The T. cervina LiP genomic gene tclipG was successfully cloned using the primers tclipg-S and tclipg-A designed from 5′- and 3′-untranslated regions of the tclip sequence. tclipG (GenBank accession no. AB237774) contains a 2047-bp translated region ending with a TAA termination codon, and contains 17 introns and 18 exons (Fig. S2). All splicing junction sequences of introns strictly adhere to the GT-AG rule. Lariat consensus sequences (5′-NNHTNAY-3′) were also found in all intronic sequences. The exons exhibited a high

G+C content (59.6%), while introns had a much lower G+C content (42.6%). selleck inhibitor Although the G+C content is lower than those of other LiP genes (Gold & Alic, 1993), it is consistent with that of a recently reported VP gene from Bjerkandera (Moreira et al., 2005). The lengths of introns were almost constant (about 50 bp), while the lengths of exons were much more diverse (5–240 bp). Short exons encoding <10 amino acids (named micro-exons) have also been found in cytochrome P450 genes from P. chrysosporium and are considered to be a specific feature of fungal P450 genes and to be related to the diversity of these genes (Doddapaneni et al., 2005).

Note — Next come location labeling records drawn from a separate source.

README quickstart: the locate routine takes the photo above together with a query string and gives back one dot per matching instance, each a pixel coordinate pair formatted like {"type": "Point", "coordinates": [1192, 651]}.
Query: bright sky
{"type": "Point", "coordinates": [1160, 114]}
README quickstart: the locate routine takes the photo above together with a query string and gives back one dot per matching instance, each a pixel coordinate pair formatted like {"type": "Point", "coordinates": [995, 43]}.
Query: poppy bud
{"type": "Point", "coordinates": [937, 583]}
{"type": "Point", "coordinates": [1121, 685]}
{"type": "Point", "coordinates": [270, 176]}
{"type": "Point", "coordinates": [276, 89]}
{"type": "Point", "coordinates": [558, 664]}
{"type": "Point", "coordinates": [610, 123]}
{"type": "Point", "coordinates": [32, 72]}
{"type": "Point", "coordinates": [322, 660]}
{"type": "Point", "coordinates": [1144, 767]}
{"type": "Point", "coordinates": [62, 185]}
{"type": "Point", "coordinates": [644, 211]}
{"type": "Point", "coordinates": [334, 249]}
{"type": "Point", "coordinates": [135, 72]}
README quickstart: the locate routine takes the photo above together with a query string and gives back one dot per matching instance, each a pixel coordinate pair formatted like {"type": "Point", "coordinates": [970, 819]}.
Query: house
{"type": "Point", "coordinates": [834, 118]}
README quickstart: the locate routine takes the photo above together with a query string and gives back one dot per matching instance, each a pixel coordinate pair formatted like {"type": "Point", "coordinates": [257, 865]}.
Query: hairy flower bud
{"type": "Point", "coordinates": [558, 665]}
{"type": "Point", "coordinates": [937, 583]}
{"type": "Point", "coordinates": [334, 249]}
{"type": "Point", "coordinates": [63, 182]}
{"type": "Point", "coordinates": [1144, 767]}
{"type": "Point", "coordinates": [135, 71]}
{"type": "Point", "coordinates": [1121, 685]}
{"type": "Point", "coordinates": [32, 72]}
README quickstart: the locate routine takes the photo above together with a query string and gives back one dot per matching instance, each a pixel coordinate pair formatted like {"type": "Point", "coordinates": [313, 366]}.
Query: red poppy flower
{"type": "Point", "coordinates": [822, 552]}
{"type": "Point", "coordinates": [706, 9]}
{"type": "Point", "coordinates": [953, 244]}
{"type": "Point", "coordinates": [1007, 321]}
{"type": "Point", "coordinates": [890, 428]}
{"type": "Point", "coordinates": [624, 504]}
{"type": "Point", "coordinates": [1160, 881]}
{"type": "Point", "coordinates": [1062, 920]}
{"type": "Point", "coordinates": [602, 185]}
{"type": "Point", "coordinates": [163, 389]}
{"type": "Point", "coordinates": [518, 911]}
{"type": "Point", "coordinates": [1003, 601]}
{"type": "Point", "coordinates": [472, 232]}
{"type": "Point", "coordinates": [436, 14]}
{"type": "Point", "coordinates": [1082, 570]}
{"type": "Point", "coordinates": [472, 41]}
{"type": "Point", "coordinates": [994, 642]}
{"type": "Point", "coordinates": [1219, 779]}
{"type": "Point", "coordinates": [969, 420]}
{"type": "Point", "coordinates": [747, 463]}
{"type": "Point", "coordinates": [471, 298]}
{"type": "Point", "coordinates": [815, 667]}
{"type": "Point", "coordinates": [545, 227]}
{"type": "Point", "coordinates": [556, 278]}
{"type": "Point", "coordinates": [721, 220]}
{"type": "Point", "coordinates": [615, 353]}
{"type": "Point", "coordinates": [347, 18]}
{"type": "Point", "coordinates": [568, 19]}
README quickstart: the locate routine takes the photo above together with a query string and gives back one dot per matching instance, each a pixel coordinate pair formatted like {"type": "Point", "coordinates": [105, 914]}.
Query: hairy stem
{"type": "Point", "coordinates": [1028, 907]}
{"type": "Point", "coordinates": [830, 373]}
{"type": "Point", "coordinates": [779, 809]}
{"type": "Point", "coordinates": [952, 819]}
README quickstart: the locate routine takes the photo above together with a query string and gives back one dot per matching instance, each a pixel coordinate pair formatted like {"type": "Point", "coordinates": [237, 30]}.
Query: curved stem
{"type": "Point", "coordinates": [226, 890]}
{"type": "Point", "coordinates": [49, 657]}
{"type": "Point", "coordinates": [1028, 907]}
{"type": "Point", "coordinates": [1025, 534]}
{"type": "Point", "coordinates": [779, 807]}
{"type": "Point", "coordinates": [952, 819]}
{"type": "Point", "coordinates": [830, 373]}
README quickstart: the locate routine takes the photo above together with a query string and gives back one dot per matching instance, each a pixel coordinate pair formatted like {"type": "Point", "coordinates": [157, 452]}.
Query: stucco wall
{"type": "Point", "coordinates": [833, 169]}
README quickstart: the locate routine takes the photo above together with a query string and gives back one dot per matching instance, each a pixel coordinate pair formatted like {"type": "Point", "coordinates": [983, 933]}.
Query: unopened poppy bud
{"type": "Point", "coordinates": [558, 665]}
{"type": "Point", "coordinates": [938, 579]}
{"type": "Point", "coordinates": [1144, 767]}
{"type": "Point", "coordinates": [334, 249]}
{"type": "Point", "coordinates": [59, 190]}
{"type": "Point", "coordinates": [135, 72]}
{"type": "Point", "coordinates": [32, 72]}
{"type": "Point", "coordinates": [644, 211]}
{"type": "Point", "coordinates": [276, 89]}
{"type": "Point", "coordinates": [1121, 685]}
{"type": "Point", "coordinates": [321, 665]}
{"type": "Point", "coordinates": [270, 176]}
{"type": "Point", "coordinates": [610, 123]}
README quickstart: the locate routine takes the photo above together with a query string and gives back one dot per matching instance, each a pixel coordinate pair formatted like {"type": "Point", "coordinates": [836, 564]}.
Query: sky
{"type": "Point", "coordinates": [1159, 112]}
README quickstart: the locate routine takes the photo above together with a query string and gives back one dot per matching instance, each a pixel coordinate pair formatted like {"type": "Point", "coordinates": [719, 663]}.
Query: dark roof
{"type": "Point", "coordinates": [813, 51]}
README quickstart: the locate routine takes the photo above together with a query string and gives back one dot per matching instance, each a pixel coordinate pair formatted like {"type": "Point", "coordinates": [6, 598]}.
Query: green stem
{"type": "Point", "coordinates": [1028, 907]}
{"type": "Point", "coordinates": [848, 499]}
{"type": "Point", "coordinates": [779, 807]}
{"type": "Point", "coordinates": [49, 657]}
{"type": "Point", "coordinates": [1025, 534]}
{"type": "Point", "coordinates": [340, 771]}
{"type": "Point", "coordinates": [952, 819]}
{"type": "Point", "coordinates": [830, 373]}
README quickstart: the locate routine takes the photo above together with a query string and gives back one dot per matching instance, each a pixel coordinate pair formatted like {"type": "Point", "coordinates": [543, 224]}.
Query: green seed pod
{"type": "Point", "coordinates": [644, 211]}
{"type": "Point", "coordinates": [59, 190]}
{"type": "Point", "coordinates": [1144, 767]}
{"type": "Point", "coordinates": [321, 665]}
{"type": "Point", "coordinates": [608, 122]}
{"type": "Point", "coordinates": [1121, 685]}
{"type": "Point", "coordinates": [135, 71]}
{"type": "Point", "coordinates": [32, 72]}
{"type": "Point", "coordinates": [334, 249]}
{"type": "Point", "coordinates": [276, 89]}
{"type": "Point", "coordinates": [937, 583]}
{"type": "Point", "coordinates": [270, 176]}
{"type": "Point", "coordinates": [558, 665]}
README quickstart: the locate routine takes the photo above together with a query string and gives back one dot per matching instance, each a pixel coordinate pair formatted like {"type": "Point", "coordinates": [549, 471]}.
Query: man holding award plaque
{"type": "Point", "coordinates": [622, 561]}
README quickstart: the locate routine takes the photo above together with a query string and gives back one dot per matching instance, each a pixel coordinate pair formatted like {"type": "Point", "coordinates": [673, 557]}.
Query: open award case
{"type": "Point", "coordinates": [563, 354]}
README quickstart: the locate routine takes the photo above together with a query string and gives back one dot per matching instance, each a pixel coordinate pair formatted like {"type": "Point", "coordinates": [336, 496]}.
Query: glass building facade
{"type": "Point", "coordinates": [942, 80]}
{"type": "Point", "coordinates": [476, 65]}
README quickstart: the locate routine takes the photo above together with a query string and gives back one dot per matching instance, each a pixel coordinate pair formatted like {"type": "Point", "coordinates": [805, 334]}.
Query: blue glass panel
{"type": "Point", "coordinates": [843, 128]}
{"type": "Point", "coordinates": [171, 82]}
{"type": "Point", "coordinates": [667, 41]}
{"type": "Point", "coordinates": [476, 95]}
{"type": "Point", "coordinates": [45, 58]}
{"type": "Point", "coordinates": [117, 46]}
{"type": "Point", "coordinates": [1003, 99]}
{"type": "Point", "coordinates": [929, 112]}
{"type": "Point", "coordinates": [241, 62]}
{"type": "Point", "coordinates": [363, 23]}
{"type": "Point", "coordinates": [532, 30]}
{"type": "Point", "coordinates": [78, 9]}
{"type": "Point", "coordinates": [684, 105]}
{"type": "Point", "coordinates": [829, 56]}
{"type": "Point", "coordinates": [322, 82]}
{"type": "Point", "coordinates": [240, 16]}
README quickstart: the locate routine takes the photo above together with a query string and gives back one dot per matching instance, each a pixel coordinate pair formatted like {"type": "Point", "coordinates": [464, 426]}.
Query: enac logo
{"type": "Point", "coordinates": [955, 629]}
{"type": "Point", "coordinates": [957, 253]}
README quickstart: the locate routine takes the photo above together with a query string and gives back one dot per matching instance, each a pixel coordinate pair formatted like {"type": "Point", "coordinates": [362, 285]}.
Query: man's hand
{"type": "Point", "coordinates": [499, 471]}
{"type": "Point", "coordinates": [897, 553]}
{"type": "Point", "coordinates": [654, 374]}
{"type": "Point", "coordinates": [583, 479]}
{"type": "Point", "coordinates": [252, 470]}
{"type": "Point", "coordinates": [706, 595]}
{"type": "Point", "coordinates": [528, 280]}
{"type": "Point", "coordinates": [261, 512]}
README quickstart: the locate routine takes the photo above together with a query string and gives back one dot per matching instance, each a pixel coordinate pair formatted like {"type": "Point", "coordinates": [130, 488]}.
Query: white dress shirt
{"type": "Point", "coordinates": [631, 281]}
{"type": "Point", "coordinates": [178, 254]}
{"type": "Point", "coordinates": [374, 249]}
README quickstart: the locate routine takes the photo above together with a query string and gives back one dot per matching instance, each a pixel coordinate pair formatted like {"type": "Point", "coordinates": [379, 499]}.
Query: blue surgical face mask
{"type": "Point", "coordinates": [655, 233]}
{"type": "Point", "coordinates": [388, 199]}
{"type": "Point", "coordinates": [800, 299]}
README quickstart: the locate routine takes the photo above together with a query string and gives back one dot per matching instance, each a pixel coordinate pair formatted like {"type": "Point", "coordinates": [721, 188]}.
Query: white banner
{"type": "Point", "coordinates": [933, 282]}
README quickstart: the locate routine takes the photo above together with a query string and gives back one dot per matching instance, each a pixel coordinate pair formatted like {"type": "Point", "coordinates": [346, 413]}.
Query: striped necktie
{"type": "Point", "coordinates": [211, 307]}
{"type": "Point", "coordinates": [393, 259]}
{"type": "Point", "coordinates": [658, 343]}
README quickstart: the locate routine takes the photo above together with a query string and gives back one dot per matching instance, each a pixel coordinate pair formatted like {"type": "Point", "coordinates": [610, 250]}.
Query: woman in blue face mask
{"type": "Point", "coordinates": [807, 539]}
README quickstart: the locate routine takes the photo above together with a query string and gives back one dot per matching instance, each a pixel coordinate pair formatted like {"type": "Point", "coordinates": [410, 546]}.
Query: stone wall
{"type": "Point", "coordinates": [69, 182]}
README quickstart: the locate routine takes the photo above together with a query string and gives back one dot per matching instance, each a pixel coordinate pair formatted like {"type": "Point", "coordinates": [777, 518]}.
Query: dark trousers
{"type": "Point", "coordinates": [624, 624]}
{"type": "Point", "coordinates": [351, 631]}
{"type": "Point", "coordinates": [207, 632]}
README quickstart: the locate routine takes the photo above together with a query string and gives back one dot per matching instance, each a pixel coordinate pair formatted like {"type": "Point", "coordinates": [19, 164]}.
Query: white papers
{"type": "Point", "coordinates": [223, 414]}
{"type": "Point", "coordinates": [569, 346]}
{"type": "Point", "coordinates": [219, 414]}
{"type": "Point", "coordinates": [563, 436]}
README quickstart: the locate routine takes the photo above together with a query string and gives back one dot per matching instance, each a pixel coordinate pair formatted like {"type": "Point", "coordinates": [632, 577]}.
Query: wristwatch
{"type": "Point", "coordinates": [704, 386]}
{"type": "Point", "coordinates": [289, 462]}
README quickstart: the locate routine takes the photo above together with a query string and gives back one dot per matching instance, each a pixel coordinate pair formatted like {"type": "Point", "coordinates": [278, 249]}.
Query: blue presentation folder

The schematic representations of 15 fungal peroxidase genes are shown in Fig. 4. RG7420 The T. cervina LiP intron/exon structure is relatively

similar to that of Coprinopsis cinereus peroxidase (CIP), which does not show ligninolytic activity, and is rather different from those of other ligninolytic peroxidases. To further clarify the evolutionary attributes of T. cervina LiP, we constructed a phylogenetic tree with 15 fungal peroxidases Janus kinase (JAK) that have been

characterized enzymatically (Fig. 5). LiP, VP, and manganese peroxidases form their own clusters based on fungal species and catalytic types. However, T. cervina LiP was not classified into any of these clusters, even though T. cervina LiP is a LiP-type catalyst. These results suggested that T. cervina LiP is evolutionarily distant from LiP and VP, despite the fact that T. cervina LiP is functionally a LiP-type peroxidase. We identified the cDNA and genomic DNA encoding T. cervina LiP and characterized the T. cervina LiP molecule. Comparison of LiP sequences revealed that the T. cervina LiP sequence lacks the tryptophan corresponding to Trp171 of P. chrysosporium LiP, but contains a unique Tyr181. Structural analysis using a homology model provided evidence that Tyr181 plays a role in the electron transfer part of the T. cervina LiP catalytic mechanism and is probably the substrate-oxidation site, although further structural and kinetic studies are required to confirm this. Evolutionary analyses indicated that T. cervina LiP does not share the same origin as LiP, suggesting that T. cervina LiP has acquired LiP-type catalytic properties via convergent evolution. Thus, we concluded that T. cervina LiP could be a novel fungal peroxidase with a new LiP-catalytic mechanism including Tyr181. Fig. S1.